Currently, all of the documentation is in three jupyter notebooks:

tutorial.ipynb Start here. This tutorial describes some of the most basic functionality of the package and is the fastest way to get up-and-running with Monte-Carlo-based inference.

If you'd like to delve a little deeper into the model specification, there is also:

model-development.ipynb describes the (two-peak) model and how it is implemented.

model-testing.ipynb shows how to use the package to calculate the likelihood (which you almost always just want to do automatically with the emcee sampler as in the tutorial). It also does some very simple inference and tests (similar to the tests performed automatically by nosetests) to make sure the likelihood returns reasonable values.

Modules and package structure

dataprocessing.py includes a specification for the Spectrum object and other simple data processing tasks

io.py supports simple io for the Spectrum object

model.py specifies the likelihood for the model described above, and can evaluate them for Spectrum objects.
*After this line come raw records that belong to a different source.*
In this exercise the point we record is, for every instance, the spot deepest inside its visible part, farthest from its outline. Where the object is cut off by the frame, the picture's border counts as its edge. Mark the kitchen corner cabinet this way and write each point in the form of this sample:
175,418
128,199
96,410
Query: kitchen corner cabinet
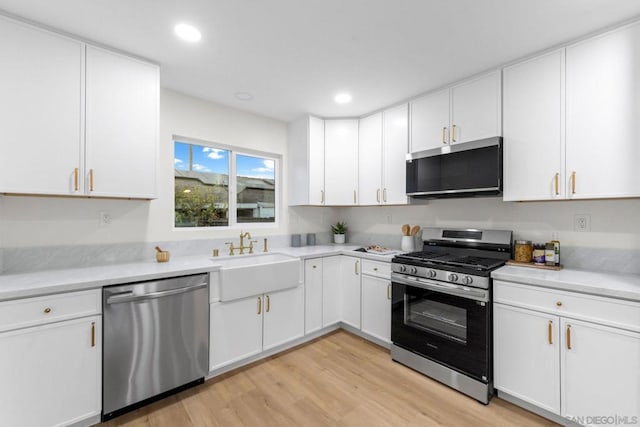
121,125
571,354
383,139
467,111
533,129
341,162
247,327
603,88
55,90
305,139
50,360
350,290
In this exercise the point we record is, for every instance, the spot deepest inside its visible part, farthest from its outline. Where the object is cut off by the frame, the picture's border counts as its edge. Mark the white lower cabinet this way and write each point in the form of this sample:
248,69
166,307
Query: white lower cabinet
246,327
376,307
51,371
570,354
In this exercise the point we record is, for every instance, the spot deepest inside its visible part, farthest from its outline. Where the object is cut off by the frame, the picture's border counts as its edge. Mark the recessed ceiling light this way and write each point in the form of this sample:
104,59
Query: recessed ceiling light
187,33
342,98
244,96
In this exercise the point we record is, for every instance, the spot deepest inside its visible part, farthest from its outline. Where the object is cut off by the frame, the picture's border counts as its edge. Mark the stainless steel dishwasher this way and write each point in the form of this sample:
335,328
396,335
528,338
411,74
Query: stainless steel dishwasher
156,340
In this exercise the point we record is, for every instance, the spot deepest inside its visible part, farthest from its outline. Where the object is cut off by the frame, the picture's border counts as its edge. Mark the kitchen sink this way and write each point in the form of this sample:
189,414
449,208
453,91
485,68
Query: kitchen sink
248,275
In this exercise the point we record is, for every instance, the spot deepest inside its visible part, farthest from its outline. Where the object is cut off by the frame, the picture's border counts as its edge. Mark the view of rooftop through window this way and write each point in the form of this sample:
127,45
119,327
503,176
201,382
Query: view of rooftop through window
203,180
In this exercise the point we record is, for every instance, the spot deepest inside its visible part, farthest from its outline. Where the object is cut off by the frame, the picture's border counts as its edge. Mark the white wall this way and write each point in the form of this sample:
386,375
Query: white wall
614,223
48,221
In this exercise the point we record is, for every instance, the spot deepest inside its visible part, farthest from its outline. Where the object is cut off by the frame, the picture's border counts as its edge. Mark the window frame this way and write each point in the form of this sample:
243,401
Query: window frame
233,185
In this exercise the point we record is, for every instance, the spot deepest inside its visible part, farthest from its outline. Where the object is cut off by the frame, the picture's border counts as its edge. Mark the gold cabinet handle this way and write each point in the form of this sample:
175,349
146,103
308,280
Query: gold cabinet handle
76,179
93,334
90,179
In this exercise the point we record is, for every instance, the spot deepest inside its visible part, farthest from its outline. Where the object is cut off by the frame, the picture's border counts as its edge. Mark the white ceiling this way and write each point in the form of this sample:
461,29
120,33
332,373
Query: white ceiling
293,56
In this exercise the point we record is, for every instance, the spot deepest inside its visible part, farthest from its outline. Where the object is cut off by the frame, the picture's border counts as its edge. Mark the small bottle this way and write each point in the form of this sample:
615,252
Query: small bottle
538,254
550,254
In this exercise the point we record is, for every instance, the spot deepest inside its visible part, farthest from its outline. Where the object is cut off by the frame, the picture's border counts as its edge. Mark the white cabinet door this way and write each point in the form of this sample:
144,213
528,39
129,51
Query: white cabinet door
476,109
430,121
341,162
600,370
526,355
370,159
283,317
236,330
533,129
121,125
376,307
602,115
350,291
316,161
41,110
312,295
51,375
394,155
331,292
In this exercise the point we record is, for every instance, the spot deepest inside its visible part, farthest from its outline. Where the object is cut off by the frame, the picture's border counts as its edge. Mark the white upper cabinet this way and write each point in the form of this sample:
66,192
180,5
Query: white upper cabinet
476,109
122,125
533,129
341,162
430,121
41,107
603,89
370,160
394,155
306,161
76,120
465,112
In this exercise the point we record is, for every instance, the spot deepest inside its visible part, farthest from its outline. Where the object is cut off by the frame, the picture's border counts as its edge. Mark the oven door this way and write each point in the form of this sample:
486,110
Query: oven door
446,323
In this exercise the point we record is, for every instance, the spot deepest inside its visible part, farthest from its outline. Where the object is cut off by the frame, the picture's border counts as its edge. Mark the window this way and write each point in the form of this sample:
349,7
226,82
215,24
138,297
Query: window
217,186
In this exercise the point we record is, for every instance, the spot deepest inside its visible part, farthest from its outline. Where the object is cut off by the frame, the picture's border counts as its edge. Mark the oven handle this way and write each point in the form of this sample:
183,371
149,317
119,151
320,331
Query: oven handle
445,288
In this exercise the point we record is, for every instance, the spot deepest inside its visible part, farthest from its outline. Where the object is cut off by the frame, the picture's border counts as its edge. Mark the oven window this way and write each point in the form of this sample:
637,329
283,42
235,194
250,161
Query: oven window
437,318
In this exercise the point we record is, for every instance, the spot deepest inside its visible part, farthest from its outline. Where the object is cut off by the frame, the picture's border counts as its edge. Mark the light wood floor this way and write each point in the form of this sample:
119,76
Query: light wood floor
339,379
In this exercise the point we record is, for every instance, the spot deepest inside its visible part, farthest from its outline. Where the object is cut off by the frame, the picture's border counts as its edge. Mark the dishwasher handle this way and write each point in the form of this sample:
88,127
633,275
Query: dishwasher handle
129,296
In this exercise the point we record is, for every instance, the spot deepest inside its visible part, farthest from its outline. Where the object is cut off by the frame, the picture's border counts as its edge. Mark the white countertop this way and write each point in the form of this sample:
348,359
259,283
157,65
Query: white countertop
625,286
55,281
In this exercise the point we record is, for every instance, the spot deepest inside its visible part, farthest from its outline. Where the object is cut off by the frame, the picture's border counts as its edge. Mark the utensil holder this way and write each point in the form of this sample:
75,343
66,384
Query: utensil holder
408,244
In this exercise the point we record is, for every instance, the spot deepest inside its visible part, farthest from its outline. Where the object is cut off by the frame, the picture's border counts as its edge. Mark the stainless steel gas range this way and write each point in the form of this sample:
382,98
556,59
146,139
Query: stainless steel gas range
441,319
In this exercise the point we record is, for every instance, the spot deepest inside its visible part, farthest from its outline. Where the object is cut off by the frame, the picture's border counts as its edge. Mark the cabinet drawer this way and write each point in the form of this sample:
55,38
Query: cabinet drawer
51,308
376,268
603,310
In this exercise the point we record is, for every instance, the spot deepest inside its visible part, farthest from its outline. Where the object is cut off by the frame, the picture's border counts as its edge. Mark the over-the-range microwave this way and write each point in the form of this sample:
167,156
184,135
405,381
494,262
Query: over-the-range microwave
459,170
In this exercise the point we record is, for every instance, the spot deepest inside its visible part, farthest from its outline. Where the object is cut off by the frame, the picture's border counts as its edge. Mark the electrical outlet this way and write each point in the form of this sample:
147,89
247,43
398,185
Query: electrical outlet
104,219
582,222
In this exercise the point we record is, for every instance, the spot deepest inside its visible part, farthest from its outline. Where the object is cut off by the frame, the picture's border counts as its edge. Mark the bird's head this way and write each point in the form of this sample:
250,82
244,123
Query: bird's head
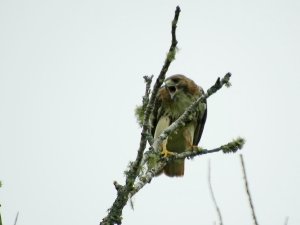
176,85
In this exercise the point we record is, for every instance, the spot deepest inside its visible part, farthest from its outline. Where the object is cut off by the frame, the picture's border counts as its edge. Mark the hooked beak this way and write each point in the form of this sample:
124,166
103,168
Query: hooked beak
171,89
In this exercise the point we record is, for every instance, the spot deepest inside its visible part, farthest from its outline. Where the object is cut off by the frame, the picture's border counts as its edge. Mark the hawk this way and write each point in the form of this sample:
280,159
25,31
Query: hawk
178,93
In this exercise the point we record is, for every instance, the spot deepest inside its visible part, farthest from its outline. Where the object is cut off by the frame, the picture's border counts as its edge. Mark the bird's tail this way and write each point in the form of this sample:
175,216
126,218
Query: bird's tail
175,168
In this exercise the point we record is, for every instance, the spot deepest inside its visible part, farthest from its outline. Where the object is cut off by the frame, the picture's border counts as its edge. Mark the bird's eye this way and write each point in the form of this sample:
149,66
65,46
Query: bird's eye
175,80
172,89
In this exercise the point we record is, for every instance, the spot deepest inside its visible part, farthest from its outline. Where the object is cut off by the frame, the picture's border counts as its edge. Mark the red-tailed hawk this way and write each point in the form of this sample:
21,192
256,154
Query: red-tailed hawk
178,93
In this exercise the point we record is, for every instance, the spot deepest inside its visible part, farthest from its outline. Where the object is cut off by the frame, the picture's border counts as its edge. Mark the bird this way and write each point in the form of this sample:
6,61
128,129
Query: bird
178,93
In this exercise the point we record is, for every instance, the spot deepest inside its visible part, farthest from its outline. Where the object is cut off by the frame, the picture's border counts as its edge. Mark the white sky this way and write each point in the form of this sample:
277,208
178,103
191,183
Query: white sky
71,75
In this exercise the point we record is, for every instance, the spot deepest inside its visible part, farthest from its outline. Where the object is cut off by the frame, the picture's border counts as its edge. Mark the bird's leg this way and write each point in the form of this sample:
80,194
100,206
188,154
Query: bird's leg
165,152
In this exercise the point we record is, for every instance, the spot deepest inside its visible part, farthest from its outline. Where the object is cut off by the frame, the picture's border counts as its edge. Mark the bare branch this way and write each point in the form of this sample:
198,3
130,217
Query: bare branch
247,190
213,196
286,221
16,219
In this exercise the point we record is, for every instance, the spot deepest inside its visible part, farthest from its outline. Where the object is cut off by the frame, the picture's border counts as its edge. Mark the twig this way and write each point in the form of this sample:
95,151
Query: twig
286,221
213,196
247,190
115,212
232,146
16,219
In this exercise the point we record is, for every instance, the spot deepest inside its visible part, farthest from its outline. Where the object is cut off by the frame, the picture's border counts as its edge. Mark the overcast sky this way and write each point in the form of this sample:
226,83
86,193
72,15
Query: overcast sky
71,76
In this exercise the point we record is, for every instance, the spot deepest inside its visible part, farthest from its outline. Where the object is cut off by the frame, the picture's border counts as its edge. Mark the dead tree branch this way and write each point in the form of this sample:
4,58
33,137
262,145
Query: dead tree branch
212,195
115,212
248,191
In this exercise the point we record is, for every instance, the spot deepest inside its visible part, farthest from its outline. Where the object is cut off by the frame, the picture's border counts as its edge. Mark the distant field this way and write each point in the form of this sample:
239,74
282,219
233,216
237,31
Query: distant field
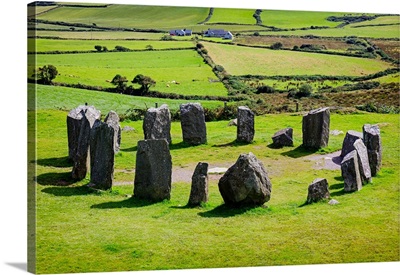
131,16
185,67
88,45
274,62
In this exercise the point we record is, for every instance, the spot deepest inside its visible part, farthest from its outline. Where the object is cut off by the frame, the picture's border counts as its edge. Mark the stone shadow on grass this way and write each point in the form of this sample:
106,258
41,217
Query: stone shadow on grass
299,152
128,203
224,211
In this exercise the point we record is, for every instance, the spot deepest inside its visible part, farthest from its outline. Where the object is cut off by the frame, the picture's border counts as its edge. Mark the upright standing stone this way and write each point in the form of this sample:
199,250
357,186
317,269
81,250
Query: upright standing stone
316,128
363,162
157,123
193,123
318,190
246,183
372,140
112,119
199,190
101,156
348,141
153,170
79,123
351,172
245,124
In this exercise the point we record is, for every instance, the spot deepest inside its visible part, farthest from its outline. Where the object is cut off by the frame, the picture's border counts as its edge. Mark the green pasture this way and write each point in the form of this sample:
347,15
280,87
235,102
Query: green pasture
185,67
257,61
130,16
44,45
82,231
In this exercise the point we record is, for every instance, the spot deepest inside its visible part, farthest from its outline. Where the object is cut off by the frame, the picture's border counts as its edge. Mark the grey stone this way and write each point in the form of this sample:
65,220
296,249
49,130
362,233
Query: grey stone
315,128
101,156
318,190
372,140
157,123
193,123
348,141
351,172
199,189
283,137
153,170
363,161
246,183
112,119
245,124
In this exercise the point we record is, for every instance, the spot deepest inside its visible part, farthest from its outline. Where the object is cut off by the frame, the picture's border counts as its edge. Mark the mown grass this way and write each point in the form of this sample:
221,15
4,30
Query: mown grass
97,69
80,231
256,61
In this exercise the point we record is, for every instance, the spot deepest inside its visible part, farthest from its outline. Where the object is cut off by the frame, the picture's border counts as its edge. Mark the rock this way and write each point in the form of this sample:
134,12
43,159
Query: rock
363,161
112,119
153,170
351,172
348,141
199,189
318,190
193,123
372,140
283,138
246,183
316,128
245,124
102,155
233,122
79,123
157,123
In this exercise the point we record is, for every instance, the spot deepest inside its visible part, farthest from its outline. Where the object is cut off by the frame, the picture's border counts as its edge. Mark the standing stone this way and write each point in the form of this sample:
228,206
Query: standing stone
318,190
245,124
199,190
246,183
153,171
372,140
193,123
157,123
79,123
74,123
351,172
101,156
348,141
112,119
283,138
316,128
363,162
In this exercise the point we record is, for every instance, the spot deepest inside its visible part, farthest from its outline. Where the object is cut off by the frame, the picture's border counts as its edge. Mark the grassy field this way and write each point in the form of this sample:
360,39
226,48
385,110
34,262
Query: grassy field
271,62
162,66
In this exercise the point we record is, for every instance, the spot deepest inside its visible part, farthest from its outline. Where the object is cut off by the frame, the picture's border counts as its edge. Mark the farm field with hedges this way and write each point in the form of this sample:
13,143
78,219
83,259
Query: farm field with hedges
281,64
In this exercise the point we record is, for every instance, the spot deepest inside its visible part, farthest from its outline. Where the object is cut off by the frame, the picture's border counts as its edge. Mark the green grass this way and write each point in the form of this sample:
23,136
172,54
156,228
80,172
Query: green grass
44,45
184,66
277,62
74,227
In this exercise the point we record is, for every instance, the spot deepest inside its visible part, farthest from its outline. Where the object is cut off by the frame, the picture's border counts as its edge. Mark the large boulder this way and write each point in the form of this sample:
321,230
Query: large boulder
112,119
245,124
157,123
101,156
246,183
318,190
315,128
372,140
351,172
283,138
199,189
193,123
348,141
153,171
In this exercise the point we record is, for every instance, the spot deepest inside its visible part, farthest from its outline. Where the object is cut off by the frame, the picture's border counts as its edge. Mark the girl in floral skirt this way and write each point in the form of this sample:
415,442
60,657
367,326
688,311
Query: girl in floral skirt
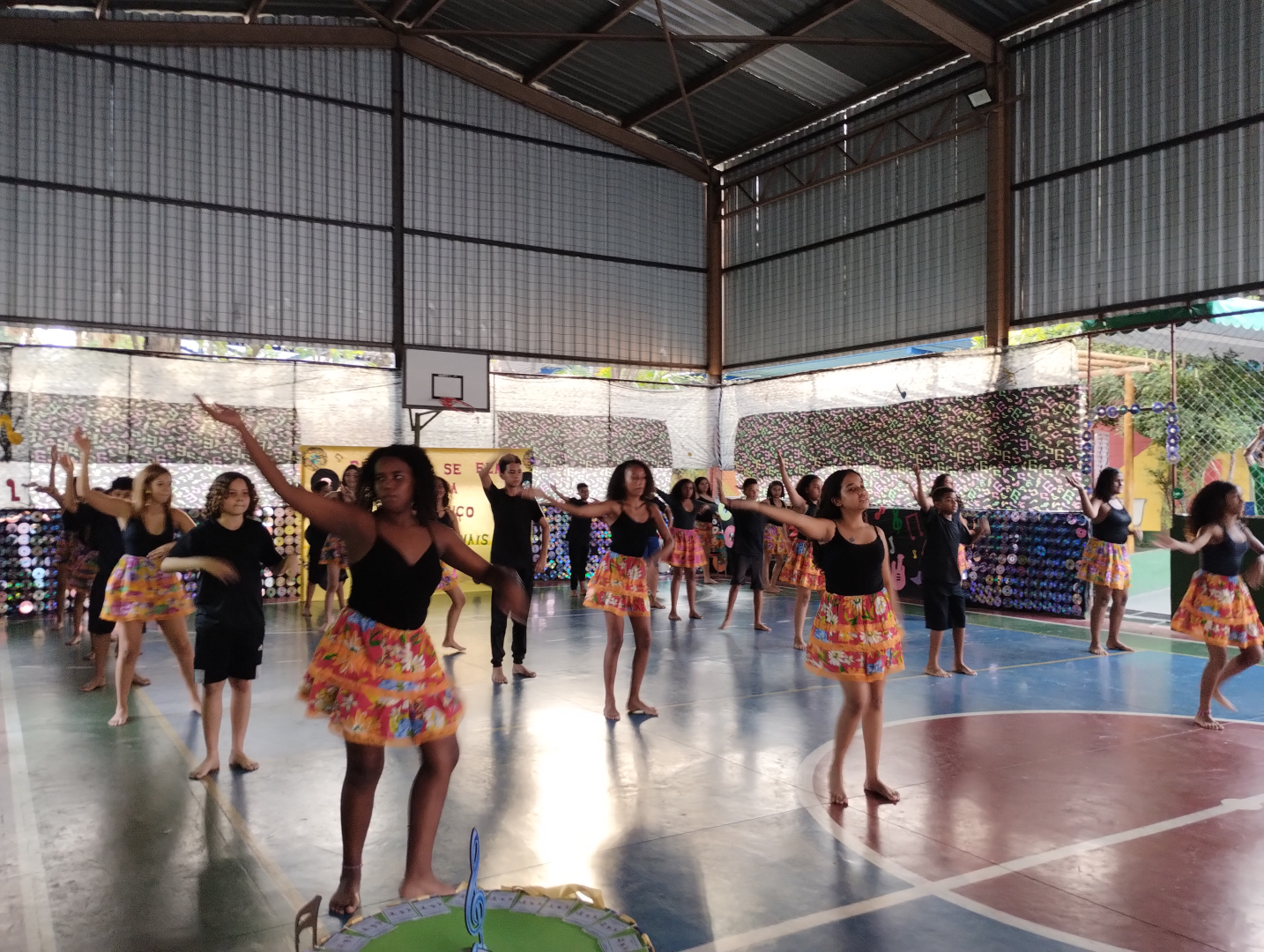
857,637
1217,607
375,674
620,587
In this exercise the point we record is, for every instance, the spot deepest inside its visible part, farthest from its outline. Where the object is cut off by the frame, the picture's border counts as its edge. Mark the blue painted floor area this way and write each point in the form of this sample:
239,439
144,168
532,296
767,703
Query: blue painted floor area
692,822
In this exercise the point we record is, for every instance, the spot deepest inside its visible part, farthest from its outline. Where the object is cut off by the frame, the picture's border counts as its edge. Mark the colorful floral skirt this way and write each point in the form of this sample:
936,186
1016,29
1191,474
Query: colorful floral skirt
332,550
620,585
775,540
855,639
138,591
688,552
800,568
379,686
1105,564
1219,610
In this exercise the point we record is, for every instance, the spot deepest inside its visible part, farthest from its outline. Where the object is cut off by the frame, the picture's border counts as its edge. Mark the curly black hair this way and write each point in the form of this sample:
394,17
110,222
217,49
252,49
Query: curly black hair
422,480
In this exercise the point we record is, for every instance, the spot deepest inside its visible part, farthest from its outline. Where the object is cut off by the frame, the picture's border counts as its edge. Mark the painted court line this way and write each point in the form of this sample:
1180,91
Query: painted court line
35,911
920,888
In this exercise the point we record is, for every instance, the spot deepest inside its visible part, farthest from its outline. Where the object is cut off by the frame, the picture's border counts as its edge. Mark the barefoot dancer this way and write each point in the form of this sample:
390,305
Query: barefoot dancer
942,594
1217,607
450,585
513,511
800,570
620,584
857,635
746,561
687,554
375,674
1105,564
230,550
138,590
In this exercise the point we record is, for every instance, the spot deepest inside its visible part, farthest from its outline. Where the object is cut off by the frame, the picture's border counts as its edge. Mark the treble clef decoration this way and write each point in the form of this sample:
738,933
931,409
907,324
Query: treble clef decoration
475,899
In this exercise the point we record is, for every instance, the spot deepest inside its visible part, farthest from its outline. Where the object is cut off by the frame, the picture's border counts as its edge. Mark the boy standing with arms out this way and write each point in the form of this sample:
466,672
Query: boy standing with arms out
746,561
513,511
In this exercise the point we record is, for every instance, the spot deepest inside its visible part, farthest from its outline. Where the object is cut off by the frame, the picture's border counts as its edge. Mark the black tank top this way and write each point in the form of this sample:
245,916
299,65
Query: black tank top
851,569
1223,558
390,591
1114,527
137,539
628,536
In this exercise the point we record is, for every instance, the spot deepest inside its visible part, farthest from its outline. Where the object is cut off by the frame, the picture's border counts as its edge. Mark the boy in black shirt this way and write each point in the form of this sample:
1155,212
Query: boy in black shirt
513,511
230,552
942,594
746,561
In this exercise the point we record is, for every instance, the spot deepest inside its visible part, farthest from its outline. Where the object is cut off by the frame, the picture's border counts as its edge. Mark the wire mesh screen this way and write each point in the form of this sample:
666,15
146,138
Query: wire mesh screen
1141,140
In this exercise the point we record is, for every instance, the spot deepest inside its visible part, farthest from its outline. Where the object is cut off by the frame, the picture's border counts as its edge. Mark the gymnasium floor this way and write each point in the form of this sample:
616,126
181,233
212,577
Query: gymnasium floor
1054,802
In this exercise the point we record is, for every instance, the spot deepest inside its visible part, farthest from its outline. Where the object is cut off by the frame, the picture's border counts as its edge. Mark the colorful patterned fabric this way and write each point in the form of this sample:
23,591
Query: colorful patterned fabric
138,591
379,686
775,540
1220,611
620,585
688,553
800,569
855,639
332,550
1105,564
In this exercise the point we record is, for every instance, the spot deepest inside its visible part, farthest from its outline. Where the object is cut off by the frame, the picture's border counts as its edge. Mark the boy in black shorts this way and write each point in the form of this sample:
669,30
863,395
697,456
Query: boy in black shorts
746,561
941,576
230,552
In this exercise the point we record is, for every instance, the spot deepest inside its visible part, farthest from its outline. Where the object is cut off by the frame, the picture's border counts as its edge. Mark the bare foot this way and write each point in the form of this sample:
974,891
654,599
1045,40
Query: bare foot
1223,701
882,792
212,765
239,762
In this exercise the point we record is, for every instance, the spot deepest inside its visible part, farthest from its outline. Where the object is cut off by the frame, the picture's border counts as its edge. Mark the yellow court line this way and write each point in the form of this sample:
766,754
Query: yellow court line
279,878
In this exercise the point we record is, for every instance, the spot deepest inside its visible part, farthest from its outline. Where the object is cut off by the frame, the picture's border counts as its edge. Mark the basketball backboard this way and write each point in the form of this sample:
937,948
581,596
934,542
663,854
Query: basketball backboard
445,379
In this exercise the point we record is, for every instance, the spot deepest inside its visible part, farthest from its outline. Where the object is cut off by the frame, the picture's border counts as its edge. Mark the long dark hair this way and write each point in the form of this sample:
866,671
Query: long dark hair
618,487
1104,488
1208,507
422,480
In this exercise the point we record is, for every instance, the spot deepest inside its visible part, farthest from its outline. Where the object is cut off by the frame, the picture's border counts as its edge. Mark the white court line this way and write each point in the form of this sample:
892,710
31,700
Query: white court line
35,911
919,887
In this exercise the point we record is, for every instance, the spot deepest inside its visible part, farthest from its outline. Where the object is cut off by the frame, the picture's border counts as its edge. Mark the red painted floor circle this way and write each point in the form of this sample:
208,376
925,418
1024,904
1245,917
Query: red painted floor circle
1104,826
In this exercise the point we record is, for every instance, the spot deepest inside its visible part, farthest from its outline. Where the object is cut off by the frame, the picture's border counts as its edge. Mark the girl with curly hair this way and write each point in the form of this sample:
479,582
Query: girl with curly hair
375,674
1217,607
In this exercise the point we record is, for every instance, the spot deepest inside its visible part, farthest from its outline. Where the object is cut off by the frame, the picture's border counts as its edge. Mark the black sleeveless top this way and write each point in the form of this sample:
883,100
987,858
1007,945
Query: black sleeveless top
628,536
1112,529
137,539
390,591
851,569
1223,558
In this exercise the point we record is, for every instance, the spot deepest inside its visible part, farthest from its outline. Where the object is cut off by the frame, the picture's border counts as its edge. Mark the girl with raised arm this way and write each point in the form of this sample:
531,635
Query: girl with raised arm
857,635
138,590
800,570
1217,608
1105,564
688,554
620,585
375,674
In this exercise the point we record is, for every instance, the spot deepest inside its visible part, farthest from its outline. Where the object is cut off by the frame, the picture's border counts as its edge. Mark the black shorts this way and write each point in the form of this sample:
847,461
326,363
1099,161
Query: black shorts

inferMC.py includes functions to perform Monte-Carlo sampling on the likelihood.

exampledata includes some light-weight example data, including simple data used for tests

tests contains unit tests

Planned improvements

There are a few planned improvements.

  1. Inclusion of various options to specify the priors on each parameter. Currently, the package only supports sampling over the likelihood and is therefore implicitly choosing improper uniform priors if the output is interpreted as a posterior.

  2. MC with parallel tempering to improve convergence and reduce the need for fine-tuning of the guesses before fitting. (This second point has been somewhat obviated by starting the guesses at the maximum-likelihood peak.)

Copyright and license information

The package is released under the GNU GPLv3. See the LICENSE file.